# Priming Northstar 30 Gal Pump



## dwightevansjr71 (May 20, 2020)

I am having a hell of time getting my pump to pump pressure. It runs, but the psi is at 0. When I disconnect the inlet line to the pump and hook up a dummy line and push water through it, it pushes at the prescribed 30psi. As soon as I disconnect and hook back up to the tank inlet line, nothing. I assume I have air and the pump isn't strong enough to suck it through. How do I prime this thing? Especially with that rigid tank inlet line.


----------



## Automate (Aug 14, 2020)

Pump should be able to prime its self. Make sure all your clamps on the suction side are tight. It does not take but a little air leak to kill the prime. Could also be a hole or split in your suction line.


----------



## Uk0724 (May 1, 2019)

I literally just went through the same thing with my 40 gal. I changed every hose and connection. Even took the pump head off and cleaned it. Changed the gauge.

The new pump just came in and it works great now. My sprayer was 1 yr old.


----------



## dwightevansjr71 (May 20, 2020)

Uk0724 said:


> I literally just went through the same thing with my 40 gal. I changed every hose and connection. Even took the pump head off and cleaned it. Changed the gauge.
> 
> The new pump just came in and it works great now. My sprayer was 1 yr old.

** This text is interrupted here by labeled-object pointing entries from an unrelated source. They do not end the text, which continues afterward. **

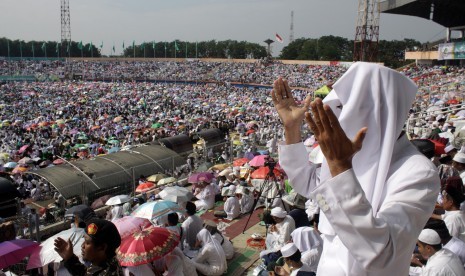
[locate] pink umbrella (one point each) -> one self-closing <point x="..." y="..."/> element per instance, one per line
<point x="258" y="161"/>
<point x="23" y="148"/>
<point x="128" y="225"/>
<point x="201" y="176"/>
<point x="12" y="252"/>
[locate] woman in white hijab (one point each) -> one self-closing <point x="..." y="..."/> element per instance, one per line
<point x="211" y="259"/>
<point x="310" y="244"/>
<point x="374" y="199"/>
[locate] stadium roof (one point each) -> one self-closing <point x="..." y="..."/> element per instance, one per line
<point x="448" y="13"/>
<point x="112" y="171"/>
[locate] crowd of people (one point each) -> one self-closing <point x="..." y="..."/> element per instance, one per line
<point x="369" y="201"/>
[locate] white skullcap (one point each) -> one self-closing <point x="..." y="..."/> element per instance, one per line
<point x="449" y="148"/>
<point x="278" y="212"/>
<point x="459" y="157"/>
<point x="429" y="236"/>
<point x="288" y="250"/>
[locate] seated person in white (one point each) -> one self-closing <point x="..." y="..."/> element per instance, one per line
<point x="310" y="244"/>
<point x="231" y="208"/>
<point x="292" y="257"/>
<point x="211" y="259"/>
<point x="441" y="261"/>
<point x="205" y="195"/>
<point x="245" y="200"/>
<point x="280" y="232"/>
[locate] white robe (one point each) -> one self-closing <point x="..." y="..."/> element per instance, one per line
<point x="442" y="263"/>
<point x="365" y="244"/>
<point x="455" y="222"/>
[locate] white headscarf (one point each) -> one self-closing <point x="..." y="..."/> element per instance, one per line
<point x="305" y="238"/>
<point x="206" y="238"/>
<point x="380" y="99"/>
<point x="174" y="266"/>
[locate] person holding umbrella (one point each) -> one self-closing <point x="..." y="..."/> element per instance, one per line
<point x="101" y="240"/>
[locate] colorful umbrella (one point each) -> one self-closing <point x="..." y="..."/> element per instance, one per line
<point x="45" y="253"/>
<point x="176" y="194"/>
<point x="12" y="252"/>
<point x="146" y="246"/>
<point x="240" y="162"/>
<point x="116" y="200"/>
<point x="156" y="177"/>
<point x="144" y="187"/>
<point x="201" y="176"/>
<point x="166" y="180"/>
<point x="258" y="161"/>
<point x="262" y="172"/>
<point x="154" y="209"/>
<point x="128" y="225"/>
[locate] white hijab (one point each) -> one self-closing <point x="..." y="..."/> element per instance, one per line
<point x="206" y="238"/>
<point x="306" y="238"/>
<point x="379" y="98"/>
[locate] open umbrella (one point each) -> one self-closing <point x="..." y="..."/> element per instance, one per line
<point x="166" y="180"/>
<point x="156" y="177"/>
<point x="100" y="202"/>
<point x="154" y="209"/>
<point x="258" y="161"/>
<point x="201" y="176"/>
<point x="83" y="211"/>
<point x="45" y="253"/>
<point x="176" y="194"/>
<point x="12" y="252"/>
<point x="128" y="225"/>
<point x="144" y="187"/>
<point x="116" y="200"/>
<point x="240" y="162"/>
<point x="146" y="246"/>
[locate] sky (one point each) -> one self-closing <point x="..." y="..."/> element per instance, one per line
<point x="115" y="21"/>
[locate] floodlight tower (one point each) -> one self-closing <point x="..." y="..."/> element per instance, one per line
<point x="65" y="26"/>
<point x="367" y="31"/>
<point x="291" y="34"/>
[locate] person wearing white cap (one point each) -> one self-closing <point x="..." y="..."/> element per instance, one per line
<point x="279" y="232"/>
<point x="458" y="163"/>
<point x="292" y="255"/>
<point x="441" y="261"/>
<point x="375" y="199"/>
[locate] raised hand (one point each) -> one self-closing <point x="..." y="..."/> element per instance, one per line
<point x="337" y="148"/>
<point x="64" y="248"/>
<point x="290" y="113"/>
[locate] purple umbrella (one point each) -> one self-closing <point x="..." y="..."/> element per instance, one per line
<point x="201" y="176"/>
<point x="12" y="252"/>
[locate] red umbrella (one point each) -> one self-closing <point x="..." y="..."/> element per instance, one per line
<point x="262" y="172"/>
<point x="258" y="161"/>
<point x="146" y="246"/>
<point x="239" y="162"/>
<point x="144" y="187"/>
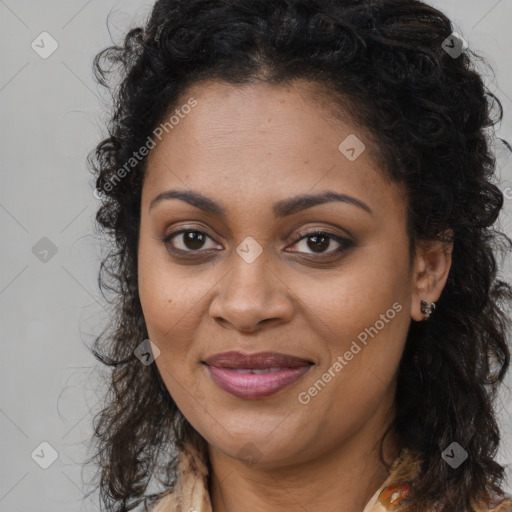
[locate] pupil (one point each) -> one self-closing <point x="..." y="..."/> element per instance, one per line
<point x="319" y="242"/>
<point x="194" y="240"/>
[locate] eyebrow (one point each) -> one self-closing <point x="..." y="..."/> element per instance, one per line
<point x="280" y="209"/>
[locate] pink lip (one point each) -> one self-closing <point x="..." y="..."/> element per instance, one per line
<point x="226" y="370"/>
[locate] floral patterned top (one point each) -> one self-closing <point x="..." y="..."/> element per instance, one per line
<point x="190" y="493"/>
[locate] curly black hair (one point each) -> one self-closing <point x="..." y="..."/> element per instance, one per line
<point x="430" y="119"/>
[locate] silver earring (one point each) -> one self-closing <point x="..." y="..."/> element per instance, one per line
<point x="427" y="308"/>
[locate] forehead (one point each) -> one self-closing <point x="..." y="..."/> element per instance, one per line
<point x="262" y="142"/>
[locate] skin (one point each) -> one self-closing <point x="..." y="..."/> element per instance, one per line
<point x="247" y="147"/>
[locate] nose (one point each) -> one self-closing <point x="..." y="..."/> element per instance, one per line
<point x="251" y="296"/>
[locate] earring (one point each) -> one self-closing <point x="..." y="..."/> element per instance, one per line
<point x="427" y="308"/>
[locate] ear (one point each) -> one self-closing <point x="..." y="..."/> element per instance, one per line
<point x="432" y="264"/>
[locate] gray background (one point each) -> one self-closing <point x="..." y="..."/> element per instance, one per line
<point x="52" y="114"/>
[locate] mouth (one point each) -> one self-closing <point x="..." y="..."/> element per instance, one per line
<point x="258" y="375"/>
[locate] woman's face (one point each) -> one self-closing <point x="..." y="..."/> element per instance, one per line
<point x="241" y="273"/>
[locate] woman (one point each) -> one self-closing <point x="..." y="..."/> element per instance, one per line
<point x="307" y="310"/>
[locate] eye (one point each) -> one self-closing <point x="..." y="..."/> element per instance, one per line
<point x="189" y="240"/>
<point x="318" y="242"/>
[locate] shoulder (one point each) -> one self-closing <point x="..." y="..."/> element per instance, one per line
<point x="504" y="504"/>
<point x="167" y="502"/>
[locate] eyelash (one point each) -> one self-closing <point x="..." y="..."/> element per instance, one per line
<point x="345" y="243"/>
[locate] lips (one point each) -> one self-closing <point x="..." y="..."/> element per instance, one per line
<point x="255" y="375"/>
<point x="261" y="360"/>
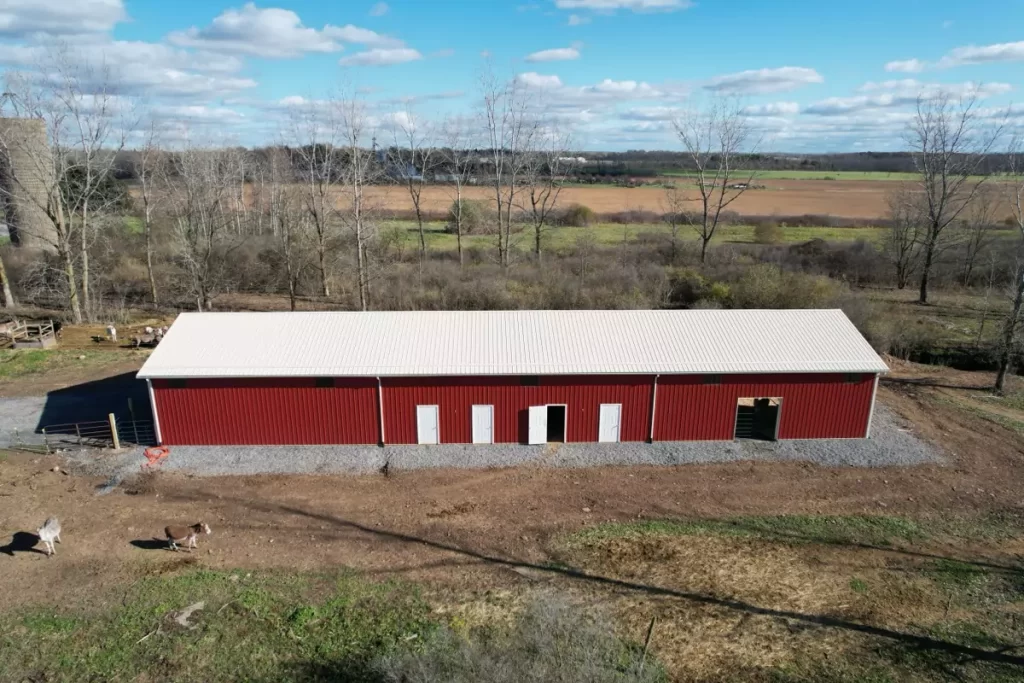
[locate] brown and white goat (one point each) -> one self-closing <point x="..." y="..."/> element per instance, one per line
<point x="184" y="536"/>
<point x="48" y="534"/>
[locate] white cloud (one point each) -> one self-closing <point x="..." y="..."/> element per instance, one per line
<point x="555" y="54"/>
<point x="634" y="5"/>
<point x="974" y="54"/>
<point x="772" y="109"/>
<point x="894" y="94"/>
<point x="273" y="33"/>
<point x="18" y="17"/>
<point x="649" y="114"/>
<point x="535" y="80"/>
<point x="198" y="114"/>
<point x="353" y="34"/>
<point x="964" y="56"/>
<point x="381" y="56"/>
<point x="763" y="81"/>
<point x="143" y="69"/>
<point x="906" y="66"/>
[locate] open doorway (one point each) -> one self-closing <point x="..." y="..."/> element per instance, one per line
<point x="758" y="418"/>
<point x="556" y="424"/>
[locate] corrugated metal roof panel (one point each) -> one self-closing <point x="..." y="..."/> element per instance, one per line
<point x="514" y="342"/>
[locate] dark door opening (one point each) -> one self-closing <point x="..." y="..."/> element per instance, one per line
<point x="556" y="424"/>
<point x="758" y="419"/>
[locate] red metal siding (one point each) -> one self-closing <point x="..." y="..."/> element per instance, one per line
<point x="813" y="406"/>
<point x="456" y="395"/>
<point x="282" y="411"/>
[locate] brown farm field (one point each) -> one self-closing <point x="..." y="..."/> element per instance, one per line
<point x="851" y="199"/>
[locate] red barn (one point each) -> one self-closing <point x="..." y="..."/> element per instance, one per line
<point x="530" y="377"/>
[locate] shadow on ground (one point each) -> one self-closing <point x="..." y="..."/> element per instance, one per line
<point x="22" y="542"/>
<point x="902" y="640"/>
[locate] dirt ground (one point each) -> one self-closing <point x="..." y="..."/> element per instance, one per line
<point x="450" y="525"/>
<point x="847" y="199"/>
<point x="486" y="538"/>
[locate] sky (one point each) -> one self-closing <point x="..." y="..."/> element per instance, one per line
<point x="810" y="76"/>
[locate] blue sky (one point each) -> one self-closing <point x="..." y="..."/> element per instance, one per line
<point x="813" y="76"/>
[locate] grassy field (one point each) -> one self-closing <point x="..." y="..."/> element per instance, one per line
<point x="565" y="239"/>
<point x="26" y="363"/>
<point x="904" y="599"/>
<point x="814" y="175"/>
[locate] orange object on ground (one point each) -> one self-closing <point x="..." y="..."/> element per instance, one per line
<point x="155" y="456"/>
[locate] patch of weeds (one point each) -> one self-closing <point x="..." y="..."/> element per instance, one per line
<point x="956" y="574"/>
<point x="44" y="624"/>
<point x="259" y="627"/>
<point x="872" y="530"/>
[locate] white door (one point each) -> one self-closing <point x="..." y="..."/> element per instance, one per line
<point x="610" y="419"/>
<point x="538" y="424"/>
<point x="426" y="424"/>
<point x="483" y="424"/>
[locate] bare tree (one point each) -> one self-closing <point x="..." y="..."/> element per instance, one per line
<point x="5" y="289"/>
<point x="287" y="215"/>
<point x="974" y="230"/>
<point x="713" y="137"/>
<point x="416" y="157"/>
<point x="903" y="239"/>
<point x="547" y="168"/>
<point x="79" y="111"/>
<point x="674" y="210"/>
<point x="201" y="186"/>
<point x="315" y="131"/>
<point x="1009" y="342"/>
<point x="150" y="166"/>
<point x="95" y="128"/>
<point x="948" y="142"/>
<point x="510" y="133"/>
<point x="357" y="172"/>
<point x="457" y="158"/>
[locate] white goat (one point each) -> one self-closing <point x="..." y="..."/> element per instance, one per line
<point x="184" y="536"/>
<point x="48" y="534"/>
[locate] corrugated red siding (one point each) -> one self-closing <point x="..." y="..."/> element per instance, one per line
<point x="283" y="411"/>
<point x="455" y="396"/>
<point x="813" y="406"/>
<point x="296" y="412"/>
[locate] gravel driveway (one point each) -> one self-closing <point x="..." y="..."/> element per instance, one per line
<point x="892" y="443"/>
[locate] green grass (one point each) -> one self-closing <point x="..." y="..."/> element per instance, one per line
<point x="259" y="627"/>
<point x="794" y="528"/>
<point x="811" y="175"/>
<point x="16" y="364"/>
<point x="565" y="239"/>
<point x="956" y="574"/>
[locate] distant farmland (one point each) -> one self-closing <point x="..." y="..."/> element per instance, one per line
<point x="844" y="199"/>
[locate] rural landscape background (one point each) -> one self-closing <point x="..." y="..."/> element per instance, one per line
<point x="243" y="158"/>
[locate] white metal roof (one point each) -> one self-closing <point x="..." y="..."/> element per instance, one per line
<point x="510" y="342"/>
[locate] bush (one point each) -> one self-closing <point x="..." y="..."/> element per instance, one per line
<point x="550" y="642"/>
<point x="768" y="233"/>
<point x="474" y="216"/>
<point x="578" y="215"/>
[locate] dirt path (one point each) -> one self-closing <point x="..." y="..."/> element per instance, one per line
<point x="454" y="528"/>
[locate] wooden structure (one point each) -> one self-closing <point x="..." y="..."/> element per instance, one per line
<point x="29" y="335"/>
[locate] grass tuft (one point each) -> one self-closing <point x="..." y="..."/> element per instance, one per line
<point x="869" y="530"/>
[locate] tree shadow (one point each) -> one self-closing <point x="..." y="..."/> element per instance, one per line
<point x="907" y="641"/>
<point x="925" y="381"/>
<point x="92" y="401"/>
<point x="23" y="542"/>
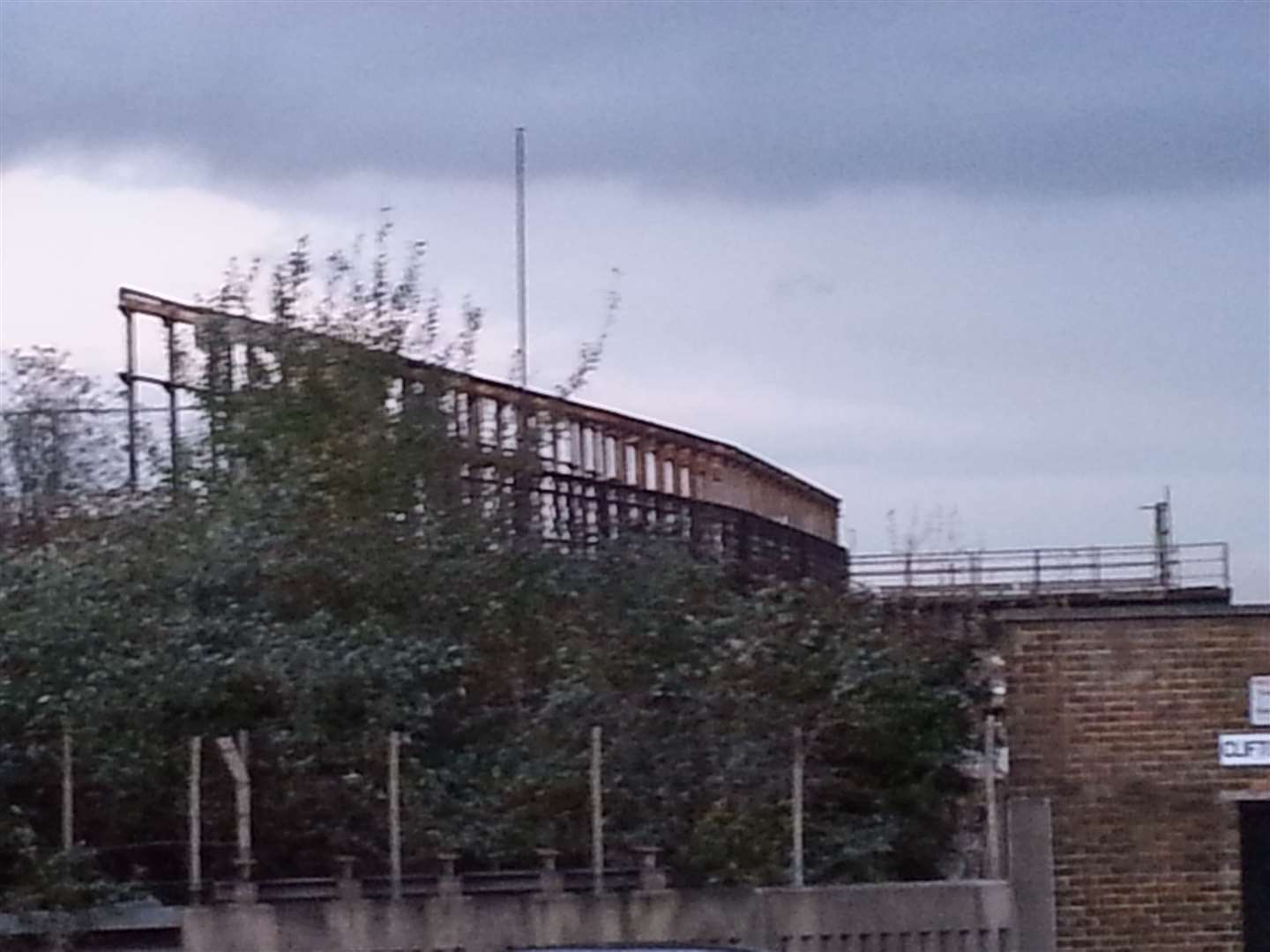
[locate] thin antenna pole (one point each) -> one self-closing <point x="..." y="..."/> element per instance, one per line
<point x="68" y="790"/>
<point x="395" y="813"/>
<point x="519" y="259"/>
<point x="796" y="770"/>
<point x="597" y="811"/>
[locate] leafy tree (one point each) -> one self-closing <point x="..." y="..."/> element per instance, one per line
<point x="55" y="441"/>
<point x="319" y="582"/>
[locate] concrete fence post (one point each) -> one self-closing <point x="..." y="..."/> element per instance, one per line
<point x="1032" y="873"/>
<point x="550" y="881"/>
<point x="651" y="877"/>
<point x="449" y="882"/>
<point x="347" y="886"/>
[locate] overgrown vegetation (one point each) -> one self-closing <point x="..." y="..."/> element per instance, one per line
<point x="320" y="582"/>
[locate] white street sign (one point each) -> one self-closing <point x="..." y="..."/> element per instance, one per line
<point x="1259" y="700"/>
<point x="1244" y="749"/>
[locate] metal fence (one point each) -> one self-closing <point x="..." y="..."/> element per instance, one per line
<point x="1030" y="573"/>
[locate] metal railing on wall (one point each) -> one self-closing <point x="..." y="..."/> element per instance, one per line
<point x="1050" y="571"/>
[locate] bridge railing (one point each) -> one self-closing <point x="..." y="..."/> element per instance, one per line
<point x="1048" y="571"/>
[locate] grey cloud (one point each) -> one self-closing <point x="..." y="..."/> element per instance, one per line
<point x="753" y="100"/>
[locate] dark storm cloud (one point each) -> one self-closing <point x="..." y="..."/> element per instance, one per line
<point x="738" y="98"/>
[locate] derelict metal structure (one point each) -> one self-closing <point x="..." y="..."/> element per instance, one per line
<point x="585" y="473"/>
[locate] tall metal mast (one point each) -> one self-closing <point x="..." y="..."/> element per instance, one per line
<point x="519" y="258"/>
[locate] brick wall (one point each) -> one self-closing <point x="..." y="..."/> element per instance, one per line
<point x="1114" y="714"/>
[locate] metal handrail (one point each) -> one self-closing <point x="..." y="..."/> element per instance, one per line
<point x="1074" y="568"/>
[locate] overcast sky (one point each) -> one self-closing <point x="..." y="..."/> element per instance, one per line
<point x="1004" y="259"/>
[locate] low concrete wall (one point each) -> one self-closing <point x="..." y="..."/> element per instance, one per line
<point x="967" y="917"/>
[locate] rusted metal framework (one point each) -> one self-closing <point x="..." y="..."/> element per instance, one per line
<point x="583" y="472"/>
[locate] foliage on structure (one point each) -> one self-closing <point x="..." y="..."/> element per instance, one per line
<point x="322" y="576"/>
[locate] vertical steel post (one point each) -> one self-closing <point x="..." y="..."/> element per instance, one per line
<point x="597" y="810"/>
<point x="129" y="375"/>
<point x="992" y="847"/>
<point x="196" y="818"/>
<point x="796" y="770"/>
<point x="521" y="306"/>
<point x="173" y="424"/>
<point x="395" y="813"/>
<point x="68" y="790"/>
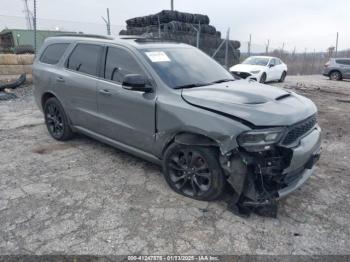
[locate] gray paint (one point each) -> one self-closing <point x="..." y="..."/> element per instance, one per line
<point x="145" y="123"/>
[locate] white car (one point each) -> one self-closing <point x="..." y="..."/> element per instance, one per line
<point x="261" y="68"/>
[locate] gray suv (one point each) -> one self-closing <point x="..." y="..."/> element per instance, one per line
<point x="337" y="69"/>
<point x="171" y="104"/>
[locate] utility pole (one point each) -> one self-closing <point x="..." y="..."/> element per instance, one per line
<point x="227" y="43"/>
<point x="198" y="33"/>
<point x="34" y="24"/>
<point x="249" y="44"/>
<point x="108" y="22"/>
<point x="336" y="45"/>
<point x="267" y="46"/>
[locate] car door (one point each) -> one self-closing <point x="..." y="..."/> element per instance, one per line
<point x="279" y="68"/>
<point x="125" y="116"/>
<point x="271" y="71"/>
<point x="78" y="83"/>
<point x="344" y="67"/>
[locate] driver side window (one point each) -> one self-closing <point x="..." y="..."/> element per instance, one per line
<point x="120" y="63"/>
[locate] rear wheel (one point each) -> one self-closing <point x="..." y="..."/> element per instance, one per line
<point x="56" y="120"/>
<point x="194" y="171"/>
<point x="335" y="75"/>
<point x="263" y="78"/>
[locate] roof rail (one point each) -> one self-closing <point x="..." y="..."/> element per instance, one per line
<point x="86" y="35"/>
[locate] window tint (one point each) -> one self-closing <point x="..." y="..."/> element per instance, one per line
<point x="119" y="63"/>
<point x="343" y="61"/>
<point x="53" y="53"/>
<point x="85" y="58"/>
<point x="273" y="62"/>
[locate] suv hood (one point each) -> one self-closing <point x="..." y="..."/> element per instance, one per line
<point x="246" y="68"/>
<point x="258" y="104"/>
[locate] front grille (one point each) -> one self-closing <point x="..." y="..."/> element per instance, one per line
<point x="299" y="130"/>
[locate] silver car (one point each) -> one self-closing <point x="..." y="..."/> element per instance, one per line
<point x="337" y="69"/>
<point x="171" y="104"/>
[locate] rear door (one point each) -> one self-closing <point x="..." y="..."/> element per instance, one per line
<point x="125" y="116"/>
<point x="344" y="65"/>
<point x="79" y="83"/>
<point x="273" y="70"/>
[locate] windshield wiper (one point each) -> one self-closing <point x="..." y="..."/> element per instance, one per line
<point x="222" y="81"/>
<point x="190" y="86"/>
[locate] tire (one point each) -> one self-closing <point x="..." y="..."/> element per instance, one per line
<point x="24" y="49"/>
<point x="56" y="120"/>
<point x="283" y="77"/>
<point x="335" y="75"/>
<point x="4" y="96"/>
<point x="194" y="171"/>
<point x="262" y="79"/>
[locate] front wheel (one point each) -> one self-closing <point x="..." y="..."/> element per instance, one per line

This is pathetic. I literally had to replace the pump last year after 2 uses. Is there a better pump option?


----------



## dwightevansjr71 (May 20, 2020)

Automate said:


> Pump should be able to prime its self. Make sure all your clamps on the suction side are tight. It does not take but a little air leak to kill the prime. Could also be a hole or split in your suction line.


Everything is tight. I read some stuff online about taking the inlet line out and priming it with a garden hose, but damn! for the price point, I do not feel like I need to be doing all this. Do you know of a better option pump?


----------



## Liledgy (Aug 21, 2018)

my northstar 16 g wouldnt pump this year. i removed intake from tank, made sure it was clean, funneled water into into inlet side. still wouldnt pull water. i disconnected outlet hose. blew air thru inlet and liquid rushed out. i then added more water thru funnel and it started pumping normally. i mustve had some thing stuck in outlet hose or in the pump that it couldnt push out. anyway its all good now. this will be my third season with northstar.


----------



## Automate (Aug 14, 2020)

Sprayers stored in an outside shed over the winter need to have antifreeze run through them


----------



## Dkrem (Mar 16, 2019)

I had the same problem last summer, I bought a new valve assembly right away as a spare and took to disassembling what I had, I found no gouges, rips, tears, holes or anything in the valves, but it still would only pump when force primed, any speck of air would halt it. I swapped the new valve plate in it and was back in business. I've now purchased a whole spare pump to swap in if needed since its only four fasteners and the liquid QD's, then I can repair the pump later instead of farting around while I have a tank of juice ready to go. I also now perform a pump test with half a tank of straight water before adding my chem and topping it off. I don't know who all is aware of this but the Northstar pump are private label rebrands for Northern tool by Everflo and are nut and bolt interchangeable:

https://everflopump.com/

EDIT: cross ref list I've put together:
2.2 GPM pump Northern 2682272 (Everflo EF2200QA)
3.0 GPM pump Northern 2683062 (Everflo EF3000QA)
4.0 GPM pump Northern 2684062 (Everflo EF4000QA)


----------



## CenlaLowell (Apr 21, 2017)

dwightevansjr71 said:


> Uk0724 said:
> 
> 
> > I literally just went through the same thing with my 40 gal. I changed every hose and connection. Even took the pump head off and cleaned it. Changed the gauge.
> ...


I had a problem similar to this and I found it was not the pump at all I was the regulator.


----------



## dwightevansjr71 (May 20, 2020)

Dkrem said:


> I had the same problem last summer, I bought a new valve assembly right away as a spare and took to disassembling what I had, I found no gouges, rips, tears, holes or anything in the valves, but it still would only pump when force primed, any speck of air would halt it. I swapped the new valve plate in it and was back in business. I've now purchased a whole spare pump to swap in if needed since its only four fasteners and the liquid QD's, then I can repair the pump later instead of farting around while I have a tank of juice ready to go. I also now perform a pump test with half a tank of straight water before adding my chem and topping it off. I don't know who all is aware of this but the Northstar pump are private label rebrands for Northern tool by Everflo and are nut and bolt interchangeable:
> 
> https://everflopump.com/
> 
> ...


Is everflo a better pump?


----------



## dwightevansjr71 (May 20, 2020)

CenlaLowell said:


> dwightevansjr71 said:
> 
> 
> > Uk0724 said:
> ...


The regulator would cause the pump only to work when forced primed?


----------



## Dkrem (Mar 16, 2019)

dwightevansjr71 said:


> Is everflo a better pump?


its exactly the same pump. The everflo valve block I bought popped right into the northstar housing.


----------



## CenlaLowell (Apr 21, 2017)

dwightevansjr71 said:


> CenlaLowell said:
> 
> 
> > dwightevansjr71 said:
> ...


Mine did


----------